MachineScheduler not scheduling for latency

Hi,

I'm trying to understand why MachineScheduler does a poor job in
straight line code in cases like the one in the attached debug dump.
This is on AMDGPU, an in-order target, and the problem is that the
IMAGE_SAMPLE instructions have very high (80 cycle) latency, but in
the resulting schedule they are often placed right next to their uses
like this:

1784B %140:vgpr_32 = IMAGE_SAMPLE_LZ_V1_V2 %533:vreg_64,
%30:sreg_256, %26:sreg_128, 8, 0, 0, 0, 0, 0, 0, 0, 0, implicit $exec
:: (dereferenceable load 4 from custom TargetCustom8)
1792B %142:vgpr_32 = V_MUL_F32_e32 %44:sreg_32, %140:vgpr_32, implicit $exec
...
1784B %140:vgpr_32 = IMAGE_SAMPLE_LZ_V1_V2 %533:vreg_64,
%30:sreg_256, %26:sreg_128, 8, 0, 0, 0, 0, 0, 0, 0, 0, implicit $exec
:: (dereferenceable load 4 from custom TargetCustom8)
1792B %142:vgpr_32 = V_MUL_F32_e32 %44:sreg_32, %140:vgpr_32, implicit $exec

This can be improved slightly in post-ra scheduling, but not much.

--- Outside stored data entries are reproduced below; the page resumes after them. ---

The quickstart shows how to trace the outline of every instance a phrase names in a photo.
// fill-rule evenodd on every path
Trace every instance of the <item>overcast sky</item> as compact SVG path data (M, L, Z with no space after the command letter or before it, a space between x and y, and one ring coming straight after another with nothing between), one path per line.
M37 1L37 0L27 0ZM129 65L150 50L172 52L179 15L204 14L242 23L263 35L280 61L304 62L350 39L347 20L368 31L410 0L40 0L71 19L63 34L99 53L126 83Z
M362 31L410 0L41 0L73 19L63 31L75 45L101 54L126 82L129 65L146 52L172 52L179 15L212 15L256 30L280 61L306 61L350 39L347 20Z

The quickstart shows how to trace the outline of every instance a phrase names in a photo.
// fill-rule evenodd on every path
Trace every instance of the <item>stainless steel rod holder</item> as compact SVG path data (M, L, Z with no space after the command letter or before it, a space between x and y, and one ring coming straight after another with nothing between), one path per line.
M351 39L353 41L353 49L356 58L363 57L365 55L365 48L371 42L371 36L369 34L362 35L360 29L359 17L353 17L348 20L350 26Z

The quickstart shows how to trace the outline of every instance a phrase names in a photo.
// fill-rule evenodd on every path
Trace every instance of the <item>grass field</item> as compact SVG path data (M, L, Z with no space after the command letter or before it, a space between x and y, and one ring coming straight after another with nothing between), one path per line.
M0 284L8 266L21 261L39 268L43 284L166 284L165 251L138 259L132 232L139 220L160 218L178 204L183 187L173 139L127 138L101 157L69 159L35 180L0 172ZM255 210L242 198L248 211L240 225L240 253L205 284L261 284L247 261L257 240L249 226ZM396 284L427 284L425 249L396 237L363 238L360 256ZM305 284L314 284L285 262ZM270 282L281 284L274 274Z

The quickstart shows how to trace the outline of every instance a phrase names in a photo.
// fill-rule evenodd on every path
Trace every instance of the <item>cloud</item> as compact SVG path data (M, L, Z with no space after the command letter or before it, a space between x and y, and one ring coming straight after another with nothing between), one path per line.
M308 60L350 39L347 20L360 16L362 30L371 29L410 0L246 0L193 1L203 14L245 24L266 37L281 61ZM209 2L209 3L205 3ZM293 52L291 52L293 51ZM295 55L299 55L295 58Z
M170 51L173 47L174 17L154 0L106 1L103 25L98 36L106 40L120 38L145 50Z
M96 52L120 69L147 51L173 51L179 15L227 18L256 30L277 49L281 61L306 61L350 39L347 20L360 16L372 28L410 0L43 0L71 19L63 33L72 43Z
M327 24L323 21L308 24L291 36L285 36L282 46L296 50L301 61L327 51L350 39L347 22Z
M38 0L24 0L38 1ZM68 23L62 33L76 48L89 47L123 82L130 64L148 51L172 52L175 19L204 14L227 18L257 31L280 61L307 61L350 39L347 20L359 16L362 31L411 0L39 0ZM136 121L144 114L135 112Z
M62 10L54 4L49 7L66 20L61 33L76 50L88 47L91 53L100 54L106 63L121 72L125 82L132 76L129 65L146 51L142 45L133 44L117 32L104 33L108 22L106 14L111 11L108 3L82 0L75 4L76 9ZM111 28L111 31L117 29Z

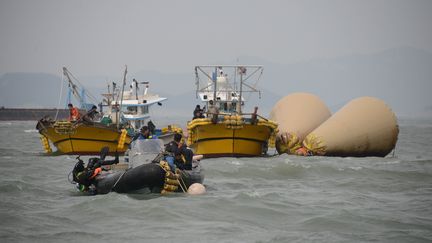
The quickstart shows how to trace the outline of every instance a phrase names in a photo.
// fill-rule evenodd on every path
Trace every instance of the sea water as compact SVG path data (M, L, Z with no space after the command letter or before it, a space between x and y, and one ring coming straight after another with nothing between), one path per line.
M399 123L385 158L208 159L204 195L83 196L75 156L0 122L0 242L431 242L432 121Z

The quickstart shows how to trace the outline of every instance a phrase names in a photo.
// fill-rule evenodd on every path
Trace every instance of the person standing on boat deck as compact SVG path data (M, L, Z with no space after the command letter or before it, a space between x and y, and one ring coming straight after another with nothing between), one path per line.
M194 112L193 112L193 118L192 118L192 120L193 119L197 119L197 118L204 118L204 114L203 114L203 109L201 109L201 107L200 107L200 105L197 105L196 107L195 107L195 110L194 110Z
M219 115L219 108L217 108L214 104L213 104L213 100L209 101L209 107L207 109L207 117L211 117L212 118L212 122L213 123L217 123L217 118Z
M150 129L147 126L141 127L141 130L139 133L135 134L132 141L135 141L137 139L150 139L152 138L152 135L150 133Z
M209 101L209 107L207 109L209 114L219 114L219 109L213 104L213 100Z
M83 116L82 120L87 123L93 123L97 114L99 114L97 107L93 105L92 108Z
M184 143L181 142L182 135L174 134L174 140L169 142L165 151L171 153L172 156L167 156L166 160L171 167L175 169L174 164L181 170L192 169L193 152ZM171 157L171 158L170 158Z
M74 107L72 104L68 104L69 108L69 121L77 121L80 119L81 115L78 108Z

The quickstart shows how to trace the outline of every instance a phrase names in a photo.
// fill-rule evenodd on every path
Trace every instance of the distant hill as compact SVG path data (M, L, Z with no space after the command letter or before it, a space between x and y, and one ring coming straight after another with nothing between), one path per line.
M61 78L47 73L6 73L0 77L0 106L54 108Z
M354 98L374 96L384 100L398 115L432 116L432 98L429 95L432 90L432 53L424 50L401 47L370 55L294 64L278 64L259 57L239 59L240 63L264 66L258 83L263 91L262 99L255 101L257 95L252 95L248 102L251 108L246 108L258 105L264 115L268 115L274 103L283 96L310 92L319 96L333 112ZM187 117L199 103L195 99L193 67L187 71L130 71L128 80L150 81L152 93L168 97L164 109L155 109L155 112L164 110ZM0 77L0 106L55 107L60 80L61 77L44 73L4 74ZM106 83L112 80L94 76L80 81L98 96L106 90ZM114 81L120 85L119 80Z
M430 113L432 54L404 47L290 65L269 65L264 77L274 92L306 91L336 111L349 100L374 96L398 114Z

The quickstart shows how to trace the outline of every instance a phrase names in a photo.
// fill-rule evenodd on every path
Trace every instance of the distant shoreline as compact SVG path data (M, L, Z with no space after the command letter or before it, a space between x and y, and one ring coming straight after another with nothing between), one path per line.
M55 118L55 108L5 108L0 107L0 121L37 121L45 116ZM67 119L68 109L59 109L57 119Z

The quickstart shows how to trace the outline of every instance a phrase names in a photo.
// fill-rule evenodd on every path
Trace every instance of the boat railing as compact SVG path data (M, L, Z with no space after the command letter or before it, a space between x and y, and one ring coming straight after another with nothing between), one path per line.
M265 118L265 117L263 117L263 116L261 116L259 114L256 114L256 113L241 113L241 114L239 114L239 113L235 113L235 112L234 113L227 113L227 112L219 112L219 113L205 112L205 114L207 114L208 118L212 118L214 115L217 115L217 121L218 122L219 121L223 121L225 119L225 116L233 116L233 115L234 116L242 116L243 120L245 120L245 121L249 121L249 120L253 119L254 115L256 117L260 118L260 119L263 119L264 121L268 121L267 118ZM251 116L251 117L250 118L246 118L244 116Z
M267 118L265 118L265 117L263 117L263 116L261 116L261 115L259 115L259 114L255 114L255 113L237 113L237 112L218 112L218 113L214 113L214 112L205 112L205 114L207 114L207 115L215 115L215 114L217 114L217 115L219 115L219 116L232 116L232 115L237 115L237 116L244 116L244 115L246 115L246 116L252 116L252 115L257 115L259 118L262 118L262 119L264 119L264 120L268 120Z

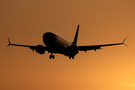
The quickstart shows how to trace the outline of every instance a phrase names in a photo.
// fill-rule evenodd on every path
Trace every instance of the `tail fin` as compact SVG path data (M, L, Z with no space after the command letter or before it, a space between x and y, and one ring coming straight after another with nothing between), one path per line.
M10 40L9 40L9 37L8 37L8 43L9 43L9 44L7 45L7 47L8 47L9 45L11 45Z
M73 45L76 45L77 46L77 41L78 41L78 32L79 32L79 26L77 27L77 31L76 31L76 34L75 34L75 37L74 37L74 41L72 42Z

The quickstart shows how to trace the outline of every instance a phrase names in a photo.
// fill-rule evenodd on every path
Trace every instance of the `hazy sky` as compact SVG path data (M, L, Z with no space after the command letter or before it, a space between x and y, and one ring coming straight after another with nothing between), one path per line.
M43 44L53 32L78 45L122 42L74 60L50 60L11 43ZM135 90L135 0L0 0L0 90Z

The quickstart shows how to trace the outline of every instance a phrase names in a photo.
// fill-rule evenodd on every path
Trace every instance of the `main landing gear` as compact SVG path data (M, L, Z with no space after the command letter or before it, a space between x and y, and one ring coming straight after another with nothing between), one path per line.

The
post-ra scheduler simply doesn't have enough freedom to move
instructions around once physical registers have been assigned, so I
contend that MachineScheduler needs to consider latency.

I've looked at what's going on in the debugger and the problem seems
to be that GenericSchedulerBase::setPolicy does not set
Policy.ReduceLatency because it thinks that the other zone (Top in
this case) is issue limited. There are lots of things I don't
understand here:

1. "Issue limited" seems to mean that the number of instructions is
greater than the length of the critical path. I don't really
understand why this is an interesting criterion. It seems to me like a
fairly normal state of affairs.
2. Why does the fact that it's issue limited mean that it's a good
idea to turn off the latency heuristic? Moving instructions around
can't really change whether the function is issue limited or not, but
it can definitely improve latency problems.
3. Why do we completely turn off the latency heuristic, rather than
just letting it take its usual (very low) priority in
GenericScheduler::tryCandidate?
4. Stepping back a bit, is MachineScheduler really trying to consider
latency at all in pre-ra mode? I see a comment that it "Schedules
aggressively for latency in PostRA mode", but what about pre-ra?

Of course we can and do override some of the generic logic in our
target, in lib/Target/AMDGPU/GCNSchedStrategy.cpp, but before going
further down that route I'd like to try to understand the intent of
the generic logic.

Thanks for any insights,
Jay.

machine-scheduler.txt.gz (61.2 KB)

Hi Jay,

General disclaimer: The GenericScheduler is intended to exercise the key features that cover most of what backends will need, and have heuristics that are good enough for a typical out-of-order CPU. The intent was always that backend developers who care enough about scheduling will plugin a target-specific MachineSchedulingStrategy. The GenericScheduler also tends to take a "do no harm" approach and leave things in source order until it can determine that scheduling will help.

That said...

Yes, pre-RA is definitely the place to hide latency, but GenericScheduler currently does it very conservatively when MicroOpBufferSize > 1. Backends that need aggressive latency hiding will set MicroOpBufferSize = 1. I would expect you to be doing that for your target.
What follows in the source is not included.